To finish up, we should catch it up with the origin
:
> git checkout master
Switched to branch 'master'
Your branch is up to date with 'origin/master'.
> git pull
remote: Enumerating objects: 5, done.
remote: Counting objects: 100% (5/5), done.
remote: Compressing objects: 100% (1/1), done.
Unpacking objects: 100% (3/3), done.
remote: Total 3 (delta 2), reused 2 (delta 2), pack-reused 0
From github.com:kgolyaev/work_with_remotes
cb3f71d..2d88747 master -> origin/master
Updating cb3f71d..2d88747
Fast-forward
GitExampleMain.R | 2 +-
1 file changed, 1 insertion(+), 1 deletion(-)
And to keep track, here are the last three commits:
> git log -n 3 --all
commit 2d887472481fb8745ad34de8adeaef3e00c11a97 (HEAD -> master, origin/master)
Author: Konstantin Golyaev <konstantin.golyaev@gmail.com>
Date: Sun Oct 18 23:23:05 2020 -0700
refactored: replaced print() with cat() (#1)
commit 71b4e1aa8557a53b0f76236039b6a85c2c43afd5 (origin/kghome/print_to_cat, kghome/print_to_cat)
Merge: 08c4d08 cb3f71d
Author: Konstantin at Home <konstantin.golyaev@gmail.com>
Date: Sun Oct 18 22:30:53 2020 -0700
Catching up feature branch work with master
commit cb3f71dfd677754a8284f1a7f613c188647d2f9e
Author: Konstantin at Work <konstantin.golyaev@microsoft.com>
Date: Sun Oct 18 22:09:34 2020 -0700
changed default argument values to x=3 and y=4
Notice that the latest commit is done by “Konstantin Golyaev” and not “Konstantin at Home”. This is because we did it with my GitHub username via the GitHub online interface.
And this is how the last two commits would look for our collaborator, “Konstantin at Work”:
> git log -n 2
commit 2d887472481fb8745ad34de8adeaef3e00c11a97 (HEAD -> master, origin/master, origin/HEAD)
Author: Konstantin Golyaev <konstantin.golyaev@gmail.com>
Date: Sun Oct 18 23:23:05 2020 -0700
refactored: replaced print() with cat() (#1)
commit cb3f71dfd677754a8284f1a7f613c188647d2f9e
Author: Konstantin at Work <konstantin.golyaev@microsoft.com>
Date: Sun Oct 18 22:09:34 2020 -0700
changed default argument values to x=3 and y=4
Notice that “Konstantin at Work” never sees the kghome/print_to_cat
branch
in his commit history, because he never created one.

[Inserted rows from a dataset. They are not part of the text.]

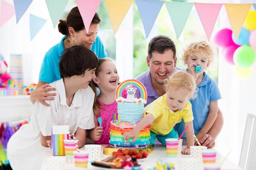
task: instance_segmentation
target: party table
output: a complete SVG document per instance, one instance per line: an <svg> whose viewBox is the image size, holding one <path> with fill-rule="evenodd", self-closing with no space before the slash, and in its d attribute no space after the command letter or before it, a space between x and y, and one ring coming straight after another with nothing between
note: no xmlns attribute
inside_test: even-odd
<svg viewBox="0 0 256 170"><path fill-rule="evenodd" d="M109 156L104 155L103 154L103 148L106 147L107 144L102 144L101 160ZM183 146L185 147L186 146ZM80 149L82 150L84 150L84 147L82 147ZM214 150L212 148L207 149L208 150ZM176 170L182 170L181 167L181 159L184 158L191 158L190 155L183 155L181 153L178 154L178 156L177 158L169 158L167 156L166 148L163 145L155 145L154 150L148 155L147 158L145 159L139 160L138 163L141 164L143 167L154 167L156 166L157 162L159 159L161 159L163 161L166 161L169 163L174 163L175 164ZM50 149L49 148L45 148L45 154L43 156L44 161L42 165L41 170L49 170L49 163L47 162L47 159L52 157L51 155ZM65 156L55 156L55 157L63 159ZM223 156L218 152L217 152L216 163L220 164L223 159L225 156ZM65 170L82 170L82 169L76 168L75 167L75 165L73 164L66 164L65 165ZM96 167L92 166L90 163L88 163L88 169L89 170L99 170L99 168ZM241 168L236 165L228 159L227 159L224 162L221 166L222 170L242 170ZM110 170L111 170L110 169Z"/></svg>

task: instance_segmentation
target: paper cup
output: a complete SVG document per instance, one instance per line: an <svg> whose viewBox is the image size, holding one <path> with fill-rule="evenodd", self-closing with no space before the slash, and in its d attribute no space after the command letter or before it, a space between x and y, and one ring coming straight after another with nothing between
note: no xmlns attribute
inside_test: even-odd
<svg viewBox="0 0 256 170"><path fill-rule="evenodd" d="M183 170L197 170L199 169L200 160L195 158L185 158L181 159Z"/></svg>
<svg viewBox="0 0 256 170"><path fill-rule="evenodd" d="M215 164L217 152L213 150L202 150L203 163L205 164Z"/></svg>
<svg viewBox="0 0 256 170"><path fill-rule="evenodd" d="M221 170L219 164L204 164L204 170Z"/></svg>
<svg viewBox="0 0 256 170"><path fill-rule="evenodd" d="M77 150L73 152L75 158L75 166L87 168L89 153L85 150Z"/></svg>
<svg viewBox="0 0 256 170"><path fill-rule="evenodd" d="M101 145L99 144L87 144L84 145L85 150L89 153L89 162L100 160Z"/></svg>
<svg viewBox="0 0 256 170"><path fill-rule="evenodd" d="M179 148L178 148L178 153L180 153L182 150L182 141L183 139L181 139L179 140Z"/></svg>
<svg viewBox="0 0 256 170"><path fill-rule="evenodd" d="M47 159L50 170L64 170L66 158L64 157L52 156Z"/></svg>
<svg viewBox="0 0 256 170"><path fill-rule="evenodd" d="M175 158L178 156L179 141L177 139L170 138L166 139L167 157Z"/></svg>
<svg viewBox="0 0 256 170"><path fill-rule="evenodd" d="M191 156L193 158L202 159L202 150L207 149L206 146L193 146L190 147Z"/></svg>
<svg viewBox="0 0 256 170"><path fill-rule="evenodd" d="M78 140L76 140L78 143ZM77 150L75 140L64 140L65 153L66 155L66 162L68 164L74 163L74 154L73 152Z"/></svg>

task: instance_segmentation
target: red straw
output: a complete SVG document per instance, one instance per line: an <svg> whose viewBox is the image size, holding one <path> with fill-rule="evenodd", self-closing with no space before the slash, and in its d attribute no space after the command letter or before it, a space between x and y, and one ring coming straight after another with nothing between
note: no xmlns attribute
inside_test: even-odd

Step 10: Delete Local Feature Branch
The final cleanup step is to delete the local feature branch, which no longer serves any purpose. This can be hard to undo, so we will make sure we are deleting the right branch:
> git fetch -p
From github.com:kgolyaev/work_with_remotes
- [deleted] (none) -> origin/kghome/print_to_cat
> git branch -v | grep "\[gone\]"
kghome/print_to_cat 71b4e1a [gone] Catching up feature branch work with master
The first command git fetch -p
tells git to prune branches that are no longer
on the remote repository.
Because we deleted the feature branch on the central repository in Step 8,
this will identify the branch kghome/print_to_cat
.
The second line does a double-check, it will search for branches that have
[gone]
in their last commit, which is added by the pruning step.
Now we are sure that kghome/print_to_cat
can be deleted:
> git branch -D kghome/print_to_cat
Deleted branch kghome/print_to_cat (was 71b4e1a).
And with this, we are finally done!
Conclusion
The above process may seem needlessly convoluted, and it can indeed be, particularly in a situation where you collaborate on the codebase but rarely touch the same files as your peers. But if you and at least one other person are editing the same file concurrently, following the above process can save you a lot of headaches when you and your partner make conflicting changes to the same file and try to keep both your features working at the same time. Happy coding!